本郷夏実とは高校の部活で知り合った。彼女は明るく、初対面でも人に臆することなく話しかける子だ。夏実のそうした積極性と、大らかさが気にいった千秋だが、たまに”大らか”というよりもただ”大雑把”なのではないかと思わされる時もある。勿論、そうしたところも好きで付き合っている。1年の時は違うクラスだったが、2年生では同じクラスにもなり、毎日仲良く過ごしている。ただし、終業式後に千秋を置いてカラオケに行ったことは忘れてはいない。今度ファストフードを奢ってもらう約束を取り付けている。
「てか千秋、ちゃんと練習しなよ。そろそろ練習時間終わるよ」
「うーーん」
練習の話になると途端に目を逸らす千秋に、夏実は今日何度目かの喝を入れる。千秋のセーラー服の襟を掴み、思い切り揺らす。ボタンが外れそうだからやめてくれと毎度思う。
「確かにオーケストラとアンサンブル形式だから、ピアノの出番は少ないけどさ!ちゃんと練習して私のソロの伴奏やってよ!」
「それが本音だよね!?」
「私もGod Bless The Child吹きたいーー!」
「バスクラだからなっちゃん吹けないじゃん!」
夏実に揺さぶられながら抗議する千秋。昨日宗助を揺さぶり回したことを反省した。人に揺さぶられるのって、こんなにも目が回って気持ち悪いんだな。

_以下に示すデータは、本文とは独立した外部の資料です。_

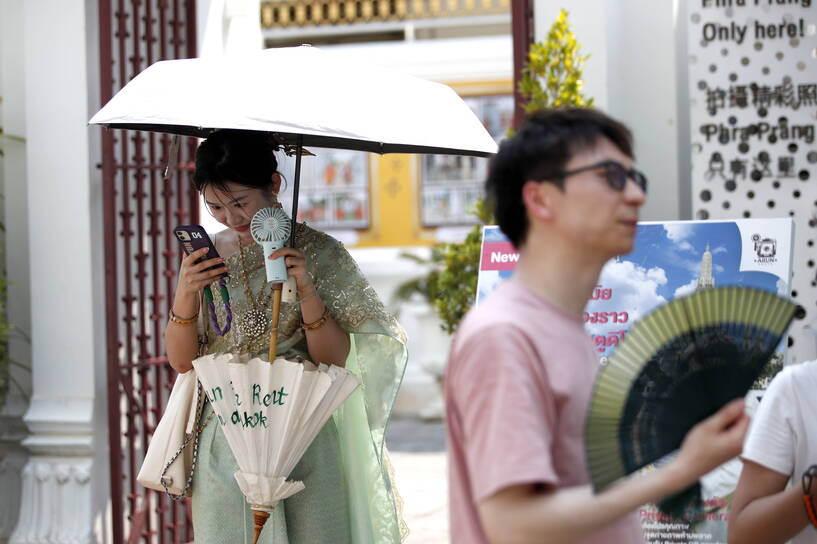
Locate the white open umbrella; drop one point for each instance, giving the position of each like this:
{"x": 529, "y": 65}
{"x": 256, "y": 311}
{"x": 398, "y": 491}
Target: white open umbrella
{"x": 301, "y": 96}
{"x": 321, "y": 96}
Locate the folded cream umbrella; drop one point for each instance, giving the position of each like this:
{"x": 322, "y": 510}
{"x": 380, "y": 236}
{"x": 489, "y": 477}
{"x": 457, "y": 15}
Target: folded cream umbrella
{"x": 270, "y": 414}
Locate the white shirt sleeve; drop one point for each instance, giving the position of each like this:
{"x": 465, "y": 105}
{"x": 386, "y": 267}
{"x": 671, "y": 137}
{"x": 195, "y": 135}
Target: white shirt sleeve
{"x": 770, "y": 441}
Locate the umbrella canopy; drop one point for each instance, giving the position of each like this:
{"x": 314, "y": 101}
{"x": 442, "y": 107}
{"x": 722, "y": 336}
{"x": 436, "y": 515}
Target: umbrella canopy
{"x": 321, "y": 96}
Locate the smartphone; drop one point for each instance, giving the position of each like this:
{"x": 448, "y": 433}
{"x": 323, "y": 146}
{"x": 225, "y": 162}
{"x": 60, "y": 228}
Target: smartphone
{"x": 194, "y": 237}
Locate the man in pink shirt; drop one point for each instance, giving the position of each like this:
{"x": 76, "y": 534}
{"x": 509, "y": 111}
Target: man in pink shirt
{"x": 521, "y": 367}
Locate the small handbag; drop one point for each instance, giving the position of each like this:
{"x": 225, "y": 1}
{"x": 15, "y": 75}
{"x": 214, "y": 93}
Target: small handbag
{"x": 171, "y": 457}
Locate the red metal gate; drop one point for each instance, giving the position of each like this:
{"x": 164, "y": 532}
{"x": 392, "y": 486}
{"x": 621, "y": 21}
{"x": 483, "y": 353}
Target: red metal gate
{"x": 141, "y": 259}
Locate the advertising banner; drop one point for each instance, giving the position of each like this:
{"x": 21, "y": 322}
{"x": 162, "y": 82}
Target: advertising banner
{"x": 673, "y": 259}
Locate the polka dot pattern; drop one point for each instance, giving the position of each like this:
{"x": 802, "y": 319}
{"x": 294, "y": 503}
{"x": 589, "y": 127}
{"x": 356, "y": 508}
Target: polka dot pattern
{"x": 753, "y": 118}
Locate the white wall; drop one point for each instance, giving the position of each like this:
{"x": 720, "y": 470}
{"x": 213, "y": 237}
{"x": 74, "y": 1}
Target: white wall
{"x": 15, "y": 217}
{"x": 631, "y": 74}
{"x": 57, "y": 234}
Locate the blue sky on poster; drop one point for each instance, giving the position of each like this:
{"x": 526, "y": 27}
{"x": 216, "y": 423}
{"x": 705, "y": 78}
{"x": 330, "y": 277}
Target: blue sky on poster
{"x": 664, "y": 264}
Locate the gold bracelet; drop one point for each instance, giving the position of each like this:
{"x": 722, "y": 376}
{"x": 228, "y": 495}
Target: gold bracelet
{"x": 320, "y": 322}
{"x": 181, "y": 320}
{"x": 307, "y": 297}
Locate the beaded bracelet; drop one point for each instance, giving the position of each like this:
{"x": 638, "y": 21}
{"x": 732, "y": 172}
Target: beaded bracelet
{"x": 320, "y": 322}
{"x": 808, "y": 500}
{"x": 181, "y": 320}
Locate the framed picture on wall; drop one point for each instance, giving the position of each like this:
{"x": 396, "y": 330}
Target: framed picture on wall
{"x": 334, "y": 191}
{"x": 450, "y": 185}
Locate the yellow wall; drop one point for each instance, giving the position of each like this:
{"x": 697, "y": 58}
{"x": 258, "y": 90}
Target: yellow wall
{"x": 395, "y": 188}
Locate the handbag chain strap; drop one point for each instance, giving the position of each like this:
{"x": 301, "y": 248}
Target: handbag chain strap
{"x": 187, "y": 438}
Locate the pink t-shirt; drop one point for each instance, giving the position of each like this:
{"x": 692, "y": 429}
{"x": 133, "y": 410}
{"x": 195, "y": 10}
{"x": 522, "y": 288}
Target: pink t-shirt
{"x": 517, "y": 388}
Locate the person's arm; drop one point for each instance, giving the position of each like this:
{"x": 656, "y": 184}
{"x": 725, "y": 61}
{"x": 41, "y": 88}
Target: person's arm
{"x": 181, "y": 340}
{"x": 763, "y": 511}
{"x": 527, "y": 513}
{"x": 327, "y": 342}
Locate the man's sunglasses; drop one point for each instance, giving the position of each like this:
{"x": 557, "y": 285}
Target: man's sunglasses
{"x": 615, "y": 172}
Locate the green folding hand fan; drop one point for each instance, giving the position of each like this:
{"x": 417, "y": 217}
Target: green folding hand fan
{"x": 675, "y": 367}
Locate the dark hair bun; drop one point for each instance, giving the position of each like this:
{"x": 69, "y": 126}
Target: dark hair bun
{"x": 245, "y": 157}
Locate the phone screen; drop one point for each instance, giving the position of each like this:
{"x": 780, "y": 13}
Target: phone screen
{"x": 193, "y": 238}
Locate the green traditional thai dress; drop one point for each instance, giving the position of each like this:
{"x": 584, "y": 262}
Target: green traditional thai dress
{"x": 349, "y": 495}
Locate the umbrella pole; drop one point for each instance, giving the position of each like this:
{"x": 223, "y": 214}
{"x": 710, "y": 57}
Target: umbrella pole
{"x": 276, "y": 316}
{"x": 276, "y": 294}
{"x": 299, "y": 147}
{"x": 259, "y": 518}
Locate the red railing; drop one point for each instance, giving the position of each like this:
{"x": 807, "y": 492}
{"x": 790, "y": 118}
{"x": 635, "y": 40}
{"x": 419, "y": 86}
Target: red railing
{"x": 141, "y": 259}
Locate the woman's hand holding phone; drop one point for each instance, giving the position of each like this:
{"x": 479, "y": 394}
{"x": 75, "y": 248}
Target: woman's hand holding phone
{"x": 194, "y": 276}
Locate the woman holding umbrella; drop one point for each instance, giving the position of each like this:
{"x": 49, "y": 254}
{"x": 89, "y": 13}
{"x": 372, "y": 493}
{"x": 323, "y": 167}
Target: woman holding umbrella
{"x": 336, "y": 319}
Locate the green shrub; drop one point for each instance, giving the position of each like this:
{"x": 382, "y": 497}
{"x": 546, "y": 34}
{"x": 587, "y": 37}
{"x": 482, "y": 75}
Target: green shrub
{"x": 552, "y": 78}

夏実は3年の先輩が定期演奏会で発表する曲を聴いてから、その話ばかりする。彼女自身はバスクラが壊滅的に苦手なのだが、どうしてもあの曲が吹きたいとバスクラの練習を始めたらしい。苦手を克服するのは立派なことだが、彼女が奏でる音色に苦しむクラリネットパートには同情を禁じ得ない。
「バスクラと言えば、千秋のお姉さん新聞載ってたね」
「うちの姉はヴァイオリニストですが」
「話の流れじゃん」
夏実が明るい声で話し掛けてきた内容を聞いて、反対に千秋は声を暗くする。手持ち無沙汰になって目の前のアップライトピアノの鍵盤を適当に押す。一ヶ月前に調律されたばかりのピアノは、正確な音程を響かせた。
「すごいよね、国内2位でしょ。こっち戻ってきたらレッスン見てほしいなー」
残念今年の夏は留学に行くから戻ってきません、という言葉は既のところで口の中にしまった。あまりこの話題を続けたくはなかったからだ。
千秋としては、姉の入賞は勿論誇らしいが、ユーフォニアム部門で優勝した大清水侑子さんの演奏が素晴らしいと話をしたかった。しかし、これもまた口の中にしまう。夏実相手だと藪蛇になりかねない。
どうやって話題を切り替えようかと考えをめぐらせていると、3年生に声を掛けられた。もうすぐ下校時間だという知らせだ。願ったり叶ったりと夏実に帰り支度を促し、用事があるからと別れた。鞄を手に、急いで階段を下りていく。そのまま校長室に向かう気にはなれず、足の赴くままに歩いていく。姉のことは、考えないように努めた。